Movie Preferences

Nur Hüseyin – 18017

https://nbviewer.jupyter.org/github/assdfo/CS210project_ML/blob/master/project.ipynb

Project Description

Movie preferences of people diverge into groups. In this project, my goal is to analyze and display statistical facts in different movie genres that indicates people who ranked high for action/fantasy movies will rank mostly low for drama/romantic movies. I will explore how ratings are grouped in certain movie genres by choosing specific genres. In conclusion, I will group some of the movie genres and explore their correlation with ratings.

Dataset

I have obtained the dataset from from Kaggle. It uses 20 million ratings applied to 27,000 movies by 138,000 users. This dataset includes three raw csv files named as movies.csv, ratings.csv and tags.csv

    • movies.csv has three columns storing values of movieId, title and genre. Title has got the release year of movie in parenthesis. There are 27.3k rows since there are around 27,000 movies.
    • ratings.csv has four columns which are userId, movieId, rating, and timestamp. Movies are rated by 138.493 users on the scale of 1 to 5. There are 20 million rows since this is the number of rates. All users rate to different movies, so there are multiple ratings for every user.
    • Tags.csv file has columns userId, movieId, and tag however this file will not be used in my analysis.

url of dataset: https://www.kaggle.com/ashukr/movie-rating-data

Dataset Preparation

movie.csv dataset has movieId, title and genres information in it. We use movieId and genres. We will have connection between other data from movieId information. ratings data has userId, movieId and rating information.

In my ratings data, since I don’t use timestamp information, I delete(drop) it from the dataset. Preprocessing will be faster this way. In addition, I have created 2 new columns. These columns have information about movies only which have genre that includes “Action” and “Drama” in it. Genres that includes both “Action” and “Drama” also didn’t take in to consideration.

In this project, I want to show that people who ranked high for Drama movies voted low for Action movies and vice versa.

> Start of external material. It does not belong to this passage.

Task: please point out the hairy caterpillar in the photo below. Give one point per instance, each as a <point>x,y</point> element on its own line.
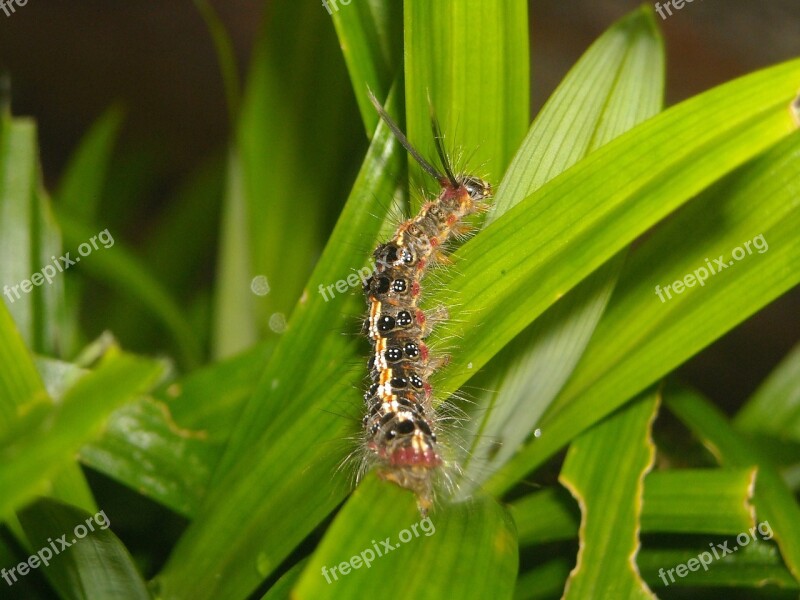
<point>400,423</point>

I created a new DataFrame. This will be the dataset I use mainly. It has unique userId’s, this is its difference from rating.csv data. I calculated average ratings these users voted for both Drama and Action included movies, diversely. In addition, I created two more columns for the number of movies this user voted which includes Drama and Action in its genre, respectively.

Hypothesis Testing

I try to prove that rating high for one genre will be rating low for other genre. Above, graph is according to rating high for Drama and low for Action. Now, I applied a significance test to statistically approve this difference. Here, we created two different samples, extracting values only for users which rated high for drama movies. They rated for action movies as well. We compare mean of drama with mean of action in scope of users that rated high for drama. Since we have two samples, we simply decided to apply two-sample t-test to show that two eras are different. Below, you may find the hypothesis statements.

We set the significance level as 0.05 as general.

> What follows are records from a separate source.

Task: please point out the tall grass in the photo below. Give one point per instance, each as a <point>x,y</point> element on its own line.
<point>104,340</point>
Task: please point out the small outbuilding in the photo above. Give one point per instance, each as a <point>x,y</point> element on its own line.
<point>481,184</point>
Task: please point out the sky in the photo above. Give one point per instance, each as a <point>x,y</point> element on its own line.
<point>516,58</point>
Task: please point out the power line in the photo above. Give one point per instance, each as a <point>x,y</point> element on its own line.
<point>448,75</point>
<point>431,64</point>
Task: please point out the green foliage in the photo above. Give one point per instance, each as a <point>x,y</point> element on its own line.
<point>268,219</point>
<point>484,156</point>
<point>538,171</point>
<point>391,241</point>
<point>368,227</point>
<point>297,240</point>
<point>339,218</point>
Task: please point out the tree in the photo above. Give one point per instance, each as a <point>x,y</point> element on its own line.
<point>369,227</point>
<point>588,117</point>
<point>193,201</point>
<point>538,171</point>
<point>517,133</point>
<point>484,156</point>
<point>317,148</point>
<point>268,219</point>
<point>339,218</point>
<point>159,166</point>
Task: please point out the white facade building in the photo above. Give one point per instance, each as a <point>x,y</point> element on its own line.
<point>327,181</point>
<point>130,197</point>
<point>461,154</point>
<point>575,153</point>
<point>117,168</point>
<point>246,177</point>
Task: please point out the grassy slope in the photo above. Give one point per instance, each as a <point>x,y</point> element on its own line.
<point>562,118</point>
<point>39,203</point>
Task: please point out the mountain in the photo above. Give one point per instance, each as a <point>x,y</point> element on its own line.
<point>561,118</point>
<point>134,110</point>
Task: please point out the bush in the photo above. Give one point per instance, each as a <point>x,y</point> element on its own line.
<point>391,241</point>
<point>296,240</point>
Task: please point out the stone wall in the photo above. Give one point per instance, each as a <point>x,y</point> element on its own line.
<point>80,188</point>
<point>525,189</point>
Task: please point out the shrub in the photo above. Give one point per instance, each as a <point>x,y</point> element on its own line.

Ttest_indResult(statistic=2.947813420785039, pvalue=0.0033385778154450554)


Based on the value of obtained p_value, we can “reject” the null hypothesis.

Decision Tree

Decision trees are supervised Machine Learning algorithms. In the code, algorithm fits our data to the pretrained tree model and works on learning using this model.

I will use classification, So I should have two values for features that will be learned. So, I change my rating data to high and low values which will be referred as 1 and 0 respectively. When rating is bigger than 3.5, it is high rated (1) and when less than 3.5, low rated (0).

Accuracy: 0.6777251184834123

I am using the data I have created (df) which includes userId, number of ratings done and average ratings for certain genres.

I am interested in drama ratings of the data. To be more precise, I will ask if the user ranked low or high for the movies with genres that includes Drama. (on average of course since we have created this data using average values.) My decision label should be “drama_rating” column. We can use other data as features to predict the decision label.

k-NN

Accuracy results with original data

Accuracy results with normalized data

Describe which one performs better and why. Describe which features works best for each ML Technique.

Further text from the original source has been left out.